2.2 Functionalization of the sensor surface with biotin provided the advantage that the biotin-avidin coupling was not disrupted by high temperature washing. It allowed using relatively moderate temperature washing steps to remove DNA chains binding with low-stringency. As another advantage, spontaneously forming double-strands of DNA could be melted by heating at variouststeps of the process (see FIG. 7). The temperature was changed by increasing the interior temperature of the OWLS cuvette

Example 3

Size-Dependent DNA Binding on Sensor Surfaces

The DNA binding was further analyzed by probing the dendromer-coated sensors with DNA fragments of different size. DNA fractions containing fragments with various lengths were prepared by sonication of the genomic E.Coli DNA (FIG. 4 A).

50 μg/ml solutions of each fraction were loaded into the OWLS cuvette and the binding was determined under identical conditions.
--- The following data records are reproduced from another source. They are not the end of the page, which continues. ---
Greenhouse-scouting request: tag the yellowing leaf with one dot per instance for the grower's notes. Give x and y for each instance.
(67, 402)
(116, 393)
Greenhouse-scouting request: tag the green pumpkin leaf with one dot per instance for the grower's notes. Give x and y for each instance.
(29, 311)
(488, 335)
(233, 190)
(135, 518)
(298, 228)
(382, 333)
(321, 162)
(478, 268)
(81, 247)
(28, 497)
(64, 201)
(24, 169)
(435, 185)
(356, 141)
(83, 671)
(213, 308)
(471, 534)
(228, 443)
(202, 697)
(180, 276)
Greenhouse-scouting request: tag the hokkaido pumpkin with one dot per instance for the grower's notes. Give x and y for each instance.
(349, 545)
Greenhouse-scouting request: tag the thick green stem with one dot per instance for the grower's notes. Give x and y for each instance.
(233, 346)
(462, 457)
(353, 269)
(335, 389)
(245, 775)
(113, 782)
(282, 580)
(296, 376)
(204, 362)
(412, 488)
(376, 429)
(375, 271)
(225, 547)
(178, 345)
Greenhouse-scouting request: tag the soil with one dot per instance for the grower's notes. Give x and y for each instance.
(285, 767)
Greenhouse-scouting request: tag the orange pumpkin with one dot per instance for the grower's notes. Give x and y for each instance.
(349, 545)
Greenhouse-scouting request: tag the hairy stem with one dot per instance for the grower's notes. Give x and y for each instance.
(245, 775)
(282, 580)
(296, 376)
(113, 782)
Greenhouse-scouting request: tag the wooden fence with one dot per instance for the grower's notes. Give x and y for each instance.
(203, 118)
The analyses demonstrated that relatively small DNA fragments used for specific hybridization and molecular recognition can be stably bound to the sensor surface (FIG. 4 B).
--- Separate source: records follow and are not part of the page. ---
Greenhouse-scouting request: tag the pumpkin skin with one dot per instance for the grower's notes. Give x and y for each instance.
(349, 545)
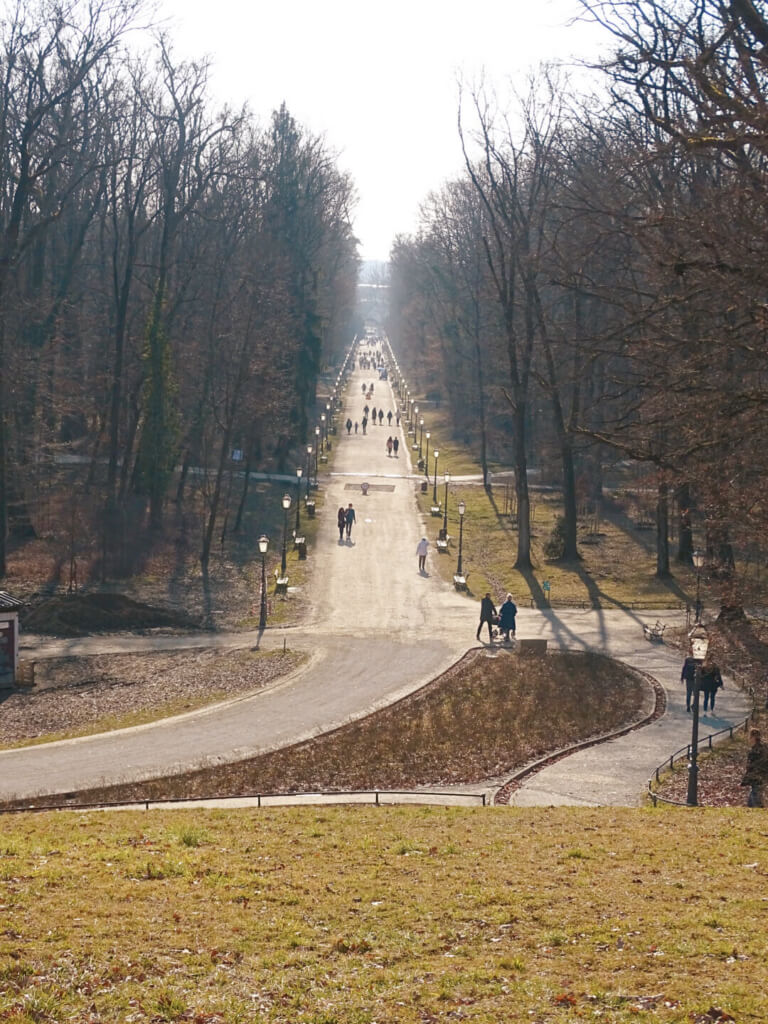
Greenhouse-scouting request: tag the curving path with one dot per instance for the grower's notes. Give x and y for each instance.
(375, 630)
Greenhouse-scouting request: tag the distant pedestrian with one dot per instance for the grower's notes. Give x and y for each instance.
(421, 549)
(507, 617)
(487, 614)
(756, 775)
(349, 519)
(711, 683)
(688, 676)
(341, 521)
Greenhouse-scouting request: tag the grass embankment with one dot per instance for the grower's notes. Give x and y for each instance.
(352, 916)
(482, 720)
The experimental data demonstrated that relatively small fragments of DNA, those used for specific biomolecular recognition (as in situ hybridization or PCR amplification) can be stably bound to the sensor surface, and the binding can be followed up by real-time optical detection.

Example 4

Sensor-Anchored DNA Fragments Recognize Complementary Sequences

4.1. DNA fragments bound to the dendromer-functionalized sensor surface maintained a structure recognizable by complementary nucleic acid sequences (FIG. 5). To demonstrate the maintenance of bio*recognizable structure, a specific primer for amplification of an Emx2 ( ) gene sequence was bound to the surface and probed either with a cDNA containing the nucleotides in the same proportion but in random order (random cDNA) or with a complementary cDNA of equal length.
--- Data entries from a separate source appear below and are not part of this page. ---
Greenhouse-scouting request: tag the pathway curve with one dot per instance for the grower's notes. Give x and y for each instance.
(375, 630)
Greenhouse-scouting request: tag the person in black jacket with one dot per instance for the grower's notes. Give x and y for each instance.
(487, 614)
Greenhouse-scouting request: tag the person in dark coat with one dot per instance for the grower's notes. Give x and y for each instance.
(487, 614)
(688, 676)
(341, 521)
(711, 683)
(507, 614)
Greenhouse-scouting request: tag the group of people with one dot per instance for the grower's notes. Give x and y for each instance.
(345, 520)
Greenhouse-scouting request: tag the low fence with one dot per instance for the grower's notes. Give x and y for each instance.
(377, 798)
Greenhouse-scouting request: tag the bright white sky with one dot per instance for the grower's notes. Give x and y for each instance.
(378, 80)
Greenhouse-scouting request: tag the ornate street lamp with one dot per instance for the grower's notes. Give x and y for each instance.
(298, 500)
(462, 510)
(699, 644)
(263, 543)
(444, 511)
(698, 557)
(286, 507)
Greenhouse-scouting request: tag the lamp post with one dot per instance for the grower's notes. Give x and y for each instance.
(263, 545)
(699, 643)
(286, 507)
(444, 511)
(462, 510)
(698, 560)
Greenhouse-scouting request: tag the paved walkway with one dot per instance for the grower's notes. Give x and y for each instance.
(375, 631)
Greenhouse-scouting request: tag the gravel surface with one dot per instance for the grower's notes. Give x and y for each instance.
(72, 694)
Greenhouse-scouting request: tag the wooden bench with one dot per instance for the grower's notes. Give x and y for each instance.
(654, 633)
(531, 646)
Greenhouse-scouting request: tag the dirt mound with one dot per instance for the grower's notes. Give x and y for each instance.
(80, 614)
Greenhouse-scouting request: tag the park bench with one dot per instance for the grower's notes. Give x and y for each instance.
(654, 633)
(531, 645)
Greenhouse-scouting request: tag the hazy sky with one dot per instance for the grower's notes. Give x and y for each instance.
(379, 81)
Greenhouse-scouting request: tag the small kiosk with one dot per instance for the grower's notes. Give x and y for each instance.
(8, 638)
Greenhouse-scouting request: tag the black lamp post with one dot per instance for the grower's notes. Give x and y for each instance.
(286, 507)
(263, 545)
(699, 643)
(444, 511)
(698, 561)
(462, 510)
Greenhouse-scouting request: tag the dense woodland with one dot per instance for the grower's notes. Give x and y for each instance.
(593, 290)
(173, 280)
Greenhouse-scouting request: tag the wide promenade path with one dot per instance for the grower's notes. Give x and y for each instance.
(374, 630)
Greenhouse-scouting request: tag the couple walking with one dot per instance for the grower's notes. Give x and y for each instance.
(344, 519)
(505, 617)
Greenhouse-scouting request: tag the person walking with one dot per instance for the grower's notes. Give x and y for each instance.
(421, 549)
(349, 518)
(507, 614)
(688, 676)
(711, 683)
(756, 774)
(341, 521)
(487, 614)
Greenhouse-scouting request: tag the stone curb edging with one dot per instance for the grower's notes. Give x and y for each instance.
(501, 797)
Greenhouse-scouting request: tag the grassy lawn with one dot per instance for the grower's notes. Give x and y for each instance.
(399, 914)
4.2. The sequence-specific recognition and binding on biotin-anchored DNA chain (biotin-pp90) was clearly demonstrated by the active ligation of the two ends of the “padlock probe” by T4 ligase. The enzyme (under the applied conditions) can couple chain-ends together only if the ends are hybridized side-to side on a template, without mismatches, According to the resulted efficient amplification in the next steps of the process, the 3′ and 5′ ends of the “padlock probe” could meet on the biotin-pp90 template.

Example 5

Isothermal Circular DNA Amplification takes place on the Functionalized Sensor Surface and can be Followed up by real-time OWLS Monitoring

After changing the ligase buffer to a buffer supporting circular amplification by phi29 enzyme, a primer designed for a 20-base sequence of the “padlock probe” was added to the sensor surface carrying the already circular (ligated) padlock-sequence (FIG. 6). After heating to promote specific hybridization of single-stranded form of the primer, the enzyme (phi29), together with a mix of deoxynucleotide-triphosphates (dNTP) was added. The enzyme rapidly bound to the surface, and the reaction seemed to start immediately—as it was indicated by the increase of the “absorbed mass” on the OWLS records. If the reaction was let to run overnight (o/n), a significant increase of the surface-bound material was observed. As it was expected if the amplified chains were coupled to the surface through the hybridization between the “docking sequence” in biotin-pp90 and the complementary sequence amplified from the “padlock probe”, the bound mass was removed by washing at 65° C.

The above description and experimental examples clearly demonstrate the feasibility of the present invention in developing novel user friendly optical sensor based label-free specific binding assays and reagent kits for the detection of different analytes present in low amounts in biological specimens.